Have a look at which type StackOverflow uses for example (note that it's transparent):
<link rel="shortcut icon" href="http://sstatic.net/so/favicon.ico"> <link rel="apple-touch-icon" href="http://sstatic.net/so/apple-touch-icon.png">
The apple-itouch thingy is for iphone users that make a shortcut to a website.
The theoretical advantage of *.ico files is that they are containers than can hold more than one icon. You could for instance store an image with alpha channel and a 16 colour version for legacy systems, or you could add 32x32 and 48x48 icons (which would show up when e.g. dragging a link to Windows explorer).
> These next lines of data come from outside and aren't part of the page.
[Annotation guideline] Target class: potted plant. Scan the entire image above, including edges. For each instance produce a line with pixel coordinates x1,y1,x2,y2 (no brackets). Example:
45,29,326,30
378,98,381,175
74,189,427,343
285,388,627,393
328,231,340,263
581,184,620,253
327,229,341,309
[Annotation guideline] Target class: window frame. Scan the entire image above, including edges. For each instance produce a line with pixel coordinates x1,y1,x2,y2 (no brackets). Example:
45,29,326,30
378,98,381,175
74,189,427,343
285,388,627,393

This good idea, however, tends to clash with browser implementations.
PNG has 2 advantages: it has smaller size and it's more widely used and supported (except in case favicons). As mentioned before ICO, can have multiple size icons, which is useful for desktop applications, but not too much for websites. I would recommend you to put a favicon.ico in the root of your application. An if you have access to the Head of your website pages use the tag to point to a png file. So older browser will show the favicon.ico and newer ones the png.
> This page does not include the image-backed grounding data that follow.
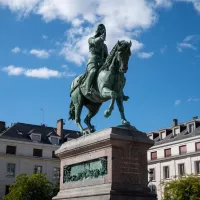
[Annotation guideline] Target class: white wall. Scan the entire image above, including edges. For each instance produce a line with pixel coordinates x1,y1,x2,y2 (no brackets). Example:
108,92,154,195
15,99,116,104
0,139,60,200
148,135,200,200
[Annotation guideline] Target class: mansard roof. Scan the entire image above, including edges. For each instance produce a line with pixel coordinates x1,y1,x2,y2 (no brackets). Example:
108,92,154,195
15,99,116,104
148,118,200,146
0,122,80,145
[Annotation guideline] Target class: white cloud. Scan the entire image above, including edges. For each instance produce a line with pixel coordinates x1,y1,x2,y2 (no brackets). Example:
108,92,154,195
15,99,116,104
0,0,39,17
29,49,50,58
2,65,24,75
42,34,48,39
1,65,75,79
187,98,200,102
155,0,200,13
177,42,197,52
1,0,157,65
72,18,84,27
11,47,21,53
155,0,172,8
24,67,61,79
138,51,154,59
2,0,200,65
177,35,200,52
11,46,53,58
160,45,167,53
174,100,181,106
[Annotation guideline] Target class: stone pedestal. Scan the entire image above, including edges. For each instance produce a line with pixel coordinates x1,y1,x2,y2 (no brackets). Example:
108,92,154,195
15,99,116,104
53,126,157,200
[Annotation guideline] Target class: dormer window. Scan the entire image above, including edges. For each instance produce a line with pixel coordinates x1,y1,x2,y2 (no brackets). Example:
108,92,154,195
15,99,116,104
160,130,166,140
173,127,180,135
50,136,60,145
188,123,195,133
30,133,41,142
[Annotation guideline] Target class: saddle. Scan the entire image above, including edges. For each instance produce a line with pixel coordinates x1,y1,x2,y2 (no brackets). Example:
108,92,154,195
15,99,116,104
79,73,104,103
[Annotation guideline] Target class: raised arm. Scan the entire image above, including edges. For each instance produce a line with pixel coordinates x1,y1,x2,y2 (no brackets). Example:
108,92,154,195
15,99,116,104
88,33,105,45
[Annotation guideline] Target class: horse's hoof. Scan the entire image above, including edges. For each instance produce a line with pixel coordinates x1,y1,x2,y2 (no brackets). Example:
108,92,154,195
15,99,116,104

To create Png and Icon files I would recommend The Gimp.
Some social tools like Google+ use a simple method to get a favicon for external links, fetching http://your.domainname.com/favicon.ico
Since they don't prefetch the HTML content, the
<link> tag will not work. In this case, you might want to use a mod_rewrite rule or just place the file in the default location.
An ico can be a png.
More precisely, you can store one or more png inside this minimal container format, instead of the usual bitmap+alpha that everyone strongly associates with ico.
Support is old, appearing in Windows Vista (2007) and is well supported by browsers, though not necessarily by icon editing software.
Any valid png (whole including header) can be prepended by a 6 byte ico header and 16 byte image directory.
GIMP has native support. Simply export as ico and tick "Compressed (PNG)".